After all, Gruden said, “it’s up to you people to bond together to keep this football coaching fraternity strong.”

“We’ve got to support one another. We’ve got to help each other … there is strength in numbers,” Gruden finished. “I challenge you young coaches to find a veteran coach and seek knowledge, seek wisdom, learn the game … open your arms to these young guys and teach them the game.”

Roman’s empire
Roman Oben has direct knowledge of Gruden’s teachings.

Back in 2002, he was the starting left tackle for those Super Bowl XXXVI champion Buccaneers, and he’s since used those experiences — which included 12 NFL seasons in all — in his current role as the NFL’s Director of Youth & High School Football.
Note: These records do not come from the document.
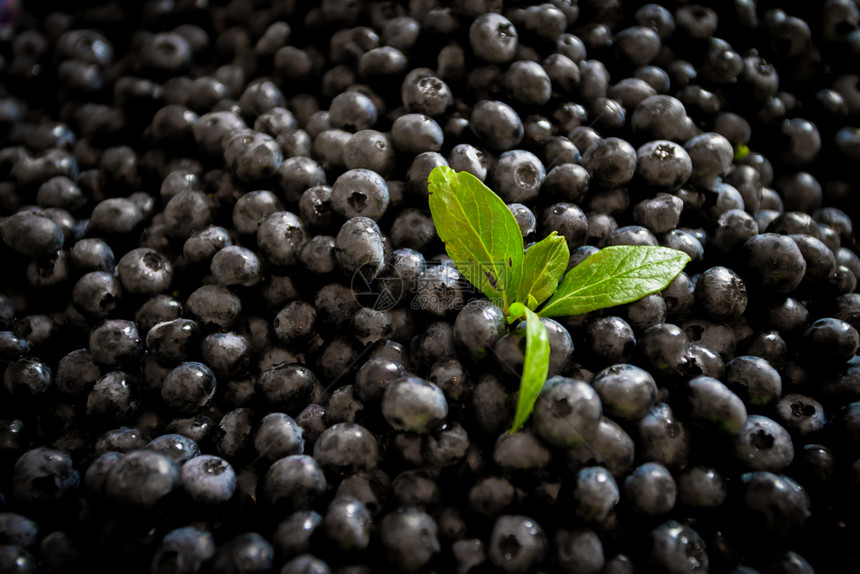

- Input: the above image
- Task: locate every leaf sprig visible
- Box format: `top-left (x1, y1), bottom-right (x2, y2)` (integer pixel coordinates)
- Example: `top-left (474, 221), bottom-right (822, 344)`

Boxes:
top-left (428, 166), bottom-right (691, 432)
After not playing football until high school, when he came over to the U.S. from Cameroon, Oben said he had to forge his mother’s signature to ultimately get onto a football field for the first time. When his plans were exposed after his mom received a call shortly thereafter asking if she would help volunteer to work the concession stand at football games, she told her son, “Your grades better not mess up and you better not get in trouble.”
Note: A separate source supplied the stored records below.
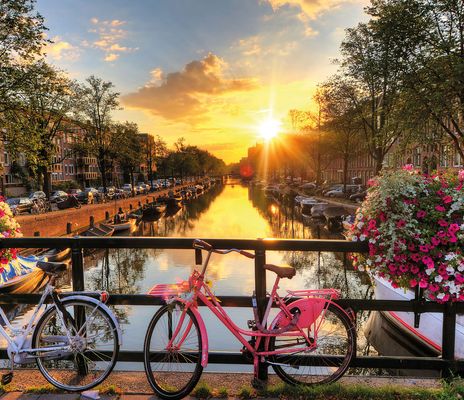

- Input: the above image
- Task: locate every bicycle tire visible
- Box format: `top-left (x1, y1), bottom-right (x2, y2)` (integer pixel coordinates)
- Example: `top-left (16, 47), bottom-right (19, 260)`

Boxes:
top-left (32, 298), bottom-right (119, 391)
top-left (144, 303), bottom-right (203, 400)
top-left (269, 304), bottom-right (355, 386)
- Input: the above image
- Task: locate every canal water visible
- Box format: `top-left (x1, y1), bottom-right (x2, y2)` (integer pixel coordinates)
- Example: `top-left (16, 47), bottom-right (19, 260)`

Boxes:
top-left (3, 181), bottom-right (374, 372)
top-left (83, 180), bottom-right (373, 371)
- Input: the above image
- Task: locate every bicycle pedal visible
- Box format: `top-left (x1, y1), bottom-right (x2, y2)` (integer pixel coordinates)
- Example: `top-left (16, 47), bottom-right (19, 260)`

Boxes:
top-left (1, 372), bottom-right (13, 385)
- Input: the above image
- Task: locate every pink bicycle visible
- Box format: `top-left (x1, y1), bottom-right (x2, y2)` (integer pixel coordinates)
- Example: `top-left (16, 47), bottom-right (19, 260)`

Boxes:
top-left (144, 239), bottom-right (356, 399)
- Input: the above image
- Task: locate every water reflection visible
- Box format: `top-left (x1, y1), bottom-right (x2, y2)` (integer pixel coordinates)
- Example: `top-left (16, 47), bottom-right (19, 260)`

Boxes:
top-left (76, 181), bottom-right (375, 369)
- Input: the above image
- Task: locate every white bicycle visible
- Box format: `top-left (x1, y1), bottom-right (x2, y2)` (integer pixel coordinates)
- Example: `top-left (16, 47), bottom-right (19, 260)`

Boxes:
top-left (0, 260), bottom-right (121, 391)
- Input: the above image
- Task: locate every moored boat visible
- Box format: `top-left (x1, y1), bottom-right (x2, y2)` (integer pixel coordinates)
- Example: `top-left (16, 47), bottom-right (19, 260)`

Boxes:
top-left (104, 218), bottom-right (135, 232)
top-left (310, 203), bottom-right (328, 219)
top-left (323, 206), bottom-right (349, 230)
top-left (0, 256), bottom-right (49, 294)
top-left (367, 275), bottom-right (464, 359)
top-left (80, 223), bottom-right (114, 237)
Her blessing has certainly paid off for Oben.

“Thank you mom for letting me play football,” he said.

Oben said he was excited to help kick off the largest annual gathering of high school and youth football stakeholders in the country on Friday in Orlando. He remembers the impact his own coaches have had not only in his football career, but in his personal life, and recalled the message from Pro Football Hall of Fame President David Baker in last year’s USA Football National Conference.

“He says when life knocks you down and your marriage is on the rocks or you’re trying to fight for your marriage, fight for your jobs … you’re not going to call your chemistry teacher when these things are happening,” Oben recalled. “You’re going to call your high school football coach.”

With so many awesome sessions and speakers scheduled for the rest of the weekend — not to mention the chance to attend Sunday night’s Pro Bowl game, which is also in Orlando — Oben encouraged those in attendance to make sure they take advantage of the opportunity to collaborate and network to help improve their own programs.

“Take it all in,” he said. “Soak it all in, gentlemen, ladies, just get as much resources as you can … (and) thank you, thank you from the bottom of my heart. … Thank you all for all you do for your families and your communities, and thank your wives and husbands as well.”